1989’da Dünya gazetesinde gazeteciliğe adımını attı. Ardından Hürriyet gazetesi kültür servisi, sonrasında 1995’te kurulan Evrensel gazetesinin yazı işleri kadrosu… 2000’lerin ilk yıllarında Milliyet’in dış haberler bölümündeydi ve yine o dönemlerde gazeteci arkadaşlarıyla haftalık Beyoğlu Gazetesi’ni çıkardı. Bütün bu dönemler boyunca aynı zamanda çeşitli sol, sosyalist yayınların kuruluşunda yer aldı. 

Gazeteci Sezin Öney, Milliyet’te birlikte çalıştığı Erkoca’yı şöyle anlatıyor; 

“2000’lerin başı; daha okul zamanlarım. Milliyet Dış Haberler’de gazetecilik arzusuyla yanıp tutuşan bir avuç genciz. Ne yapsak, duvara çarpıyor ve heveslerimiz hep içimizde kalıyor. Artık pes etmeye ve gazeteciliğe veda etmeye ramak kala önce eski Cumhuriyet’ten, efsanevi dış haberler editörü Ergun Balcı ekolünden Sinan Gökçen ve onunla beraber Yurdaer Erkoca, bizim servise geliyorlar. İlk başta fazla umudumuz yok. Ama Sinan ve Yurdaer, bir şekilde bizim kırılan heveslerimizi onarıyor. Dağınık biçimde önüne gelen haberi çevirmeye çalışan bir ‘gömük yetenekler servisinden’, konusunda uzmanlaşan, haber kovalayan ve en önemlisi de haber yazmayı, haber dilini düzgün kullanmayı öğrenen bir takıma dönüşüyoruz. Ve ben, gazetecilikte ne öğrendiysem, o zamanlar, bu insanların, editörlerimin tedrisatından geçerek öğrendim. Bugün hala, çeşitli yazım kurallarından, haber yazımının ve genelde de yazının temel kaidelerine, sık sık o zamanlar öğrendiklerim aklıma geliyor da, kendi kendimin editörlüğünü yapabiliyorum. Dahası, onlar olmasaydı yazarlığı, gazeteciliği hiç başlamadan bırakmıştım. 

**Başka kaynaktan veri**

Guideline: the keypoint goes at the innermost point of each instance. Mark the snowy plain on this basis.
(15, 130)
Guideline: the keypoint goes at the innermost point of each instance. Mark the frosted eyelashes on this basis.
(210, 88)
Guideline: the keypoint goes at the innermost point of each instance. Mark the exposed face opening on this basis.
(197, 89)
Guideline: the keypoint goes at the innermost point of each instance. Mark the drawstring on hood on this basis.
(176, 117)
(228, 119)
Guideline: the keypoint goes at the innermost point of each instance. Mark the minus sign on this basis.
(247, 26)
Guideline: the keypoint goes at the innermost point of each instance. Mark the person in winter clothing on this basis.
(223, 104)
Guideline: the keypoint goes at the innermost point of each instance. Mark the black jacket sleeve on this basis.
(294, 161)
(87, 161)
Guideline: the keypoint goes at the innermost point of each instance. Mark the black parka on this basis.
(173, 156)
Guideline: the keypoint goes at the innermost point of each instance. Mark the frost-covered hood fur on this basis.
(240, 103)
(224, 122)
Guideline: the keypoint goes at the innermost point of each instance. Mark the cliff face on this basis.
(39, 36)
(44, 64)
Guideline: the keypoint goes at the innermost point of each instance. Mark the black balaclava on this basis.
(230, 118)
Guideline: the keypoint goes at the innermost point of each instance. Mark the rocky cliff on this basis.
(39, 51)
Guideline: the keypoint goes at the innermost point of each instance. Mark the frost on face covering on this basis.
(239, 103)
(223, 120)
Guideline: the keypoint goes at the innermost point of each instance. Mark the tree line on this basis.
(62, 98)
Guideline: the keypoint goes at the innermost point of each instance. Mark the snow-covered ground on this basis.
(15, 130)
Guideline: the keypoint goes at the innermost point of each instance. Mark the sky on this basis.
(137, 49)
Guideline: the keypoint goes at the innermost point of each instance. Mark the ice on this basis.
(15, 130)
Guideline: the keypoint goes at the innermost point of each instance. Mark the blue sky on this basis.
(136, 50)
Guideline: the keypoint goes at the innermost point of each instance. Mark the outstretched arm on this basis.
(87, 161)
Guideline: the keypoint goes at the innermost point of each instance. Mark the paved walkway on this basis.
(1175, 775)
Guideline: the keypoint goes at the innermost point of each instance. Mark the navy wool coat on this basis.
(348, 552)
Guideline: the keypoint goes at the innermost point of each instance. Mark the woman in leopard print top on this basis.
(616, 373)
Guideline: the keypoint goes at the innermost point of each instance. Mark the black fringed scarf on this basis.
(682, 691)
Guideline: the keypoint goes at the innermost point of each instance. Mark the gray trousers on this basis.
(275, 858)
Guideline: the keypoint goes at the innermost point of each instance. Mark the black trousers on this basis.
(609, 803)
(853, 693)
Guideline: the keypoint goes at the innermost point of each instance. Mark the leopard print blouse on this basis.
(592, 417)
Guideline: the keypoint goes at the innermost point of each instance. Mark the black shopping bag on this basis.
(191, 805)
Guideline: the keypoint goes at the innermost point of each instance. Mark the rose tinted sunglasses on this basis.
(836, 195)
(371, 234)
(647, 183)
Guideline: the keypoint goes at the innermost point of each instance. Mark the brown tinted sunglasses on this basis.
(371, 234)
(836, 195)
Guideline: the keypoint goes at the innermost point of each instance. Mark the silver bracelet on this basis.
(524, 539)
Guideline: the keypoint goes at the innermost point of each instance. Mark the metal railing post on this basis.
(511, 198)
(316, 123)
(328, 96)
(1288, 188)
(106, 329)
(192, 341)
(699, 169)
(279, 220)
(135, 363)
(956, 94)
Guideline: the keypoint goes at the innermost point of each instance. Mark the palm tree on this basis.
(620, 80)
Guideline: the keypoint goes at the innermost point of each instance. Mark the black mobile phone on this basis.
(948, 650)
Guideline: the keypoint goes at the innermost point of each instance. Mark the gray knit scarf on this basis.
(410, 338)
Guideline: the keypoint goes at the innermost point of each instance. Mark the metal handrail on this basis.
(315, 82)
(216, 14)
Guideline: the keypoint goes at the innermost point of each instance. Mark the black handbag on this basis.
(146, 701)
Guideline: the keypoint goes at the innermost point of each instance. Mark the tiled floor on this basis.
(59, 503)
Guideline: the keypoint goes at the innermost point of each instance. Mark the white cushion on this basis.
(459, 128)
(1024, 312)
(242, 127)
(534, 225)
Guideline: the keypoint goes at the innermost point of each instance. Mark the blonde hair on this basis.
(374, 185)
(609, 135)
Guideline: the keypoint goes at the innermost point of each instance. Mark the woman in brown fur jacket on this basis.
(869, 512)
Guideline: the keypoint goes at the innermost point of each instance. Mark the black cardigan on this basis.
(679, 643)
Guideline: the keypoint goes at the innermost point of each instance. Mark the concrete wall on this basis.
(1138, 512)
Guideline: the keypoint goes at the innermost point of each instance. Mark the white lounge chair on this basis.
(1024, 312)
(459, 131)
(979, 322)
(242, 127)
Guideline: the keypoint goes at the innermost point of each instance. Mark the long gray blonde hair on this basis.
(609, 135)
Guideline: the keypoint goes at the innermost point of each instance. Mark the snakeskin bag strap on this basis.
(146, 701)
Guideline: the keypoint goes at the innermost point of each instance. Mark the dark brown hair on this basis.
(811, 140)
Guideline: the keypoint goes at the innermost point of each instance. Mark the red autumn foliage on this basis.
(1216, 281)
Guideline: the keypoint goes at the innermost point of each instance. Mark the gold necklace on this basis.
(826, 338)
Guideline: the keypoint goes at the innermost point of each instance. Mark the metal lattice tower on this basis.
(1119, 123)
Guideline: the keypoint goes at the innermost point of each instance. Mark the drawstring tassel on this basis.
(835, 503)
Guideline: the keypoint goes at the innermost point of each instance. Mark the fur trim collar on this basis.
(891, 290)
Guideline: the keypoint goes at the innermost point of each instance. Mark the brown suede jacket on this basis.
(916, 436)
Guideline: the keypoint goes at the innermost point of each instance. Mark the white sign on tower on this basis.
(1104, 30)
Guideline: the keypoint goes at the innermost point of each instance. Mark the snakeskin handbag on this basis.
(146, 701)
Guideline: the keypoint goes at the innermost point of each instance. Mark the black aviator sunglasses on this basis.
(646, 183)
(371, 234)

Bu yaşa geldiğimde, hayata dair öğrenebildiğim bir şey varsa, son kertede insanların hafızasında bıraktığınız o resmin önemi; benim hafızamda hep gülümseyen bir yüz bıraktı; ‘Hadi ya kız…’ diyen ve gözleri güleçlikle kısılan bir neşeli, iyimser çehre… İyi uyu dostum, ustam; çok eksik bu dünya gülücüğün olmayınca…” 

ÖYKÜLER; RANDEVUYA GİDİP KENDİYLE KARŞILAŞANLAR... 

Erkoca’nın güçlü bir yanı öykücülüğüydü. Fakat 1990’da Yunus Nadi Yayınlanmamış Öykü Ödülü’nde birinciliğe değer bulunan ‘Randevu’yla birlikte bazı öykülerini, 1992 tarihli ‘Yitik Zaman Satıcısı’ kitabında toplamak dışında öykülerini yayınlamadı. Günümüzün kimi popüler yazarlarının da katıldığı o yarışmanın jürisi, Erkoca’nın öykülerinin iddiasını gösterecek türden: Füsun Akatlı, Melih Cevdet Anday, Cevat Çapan, Celal Üster... 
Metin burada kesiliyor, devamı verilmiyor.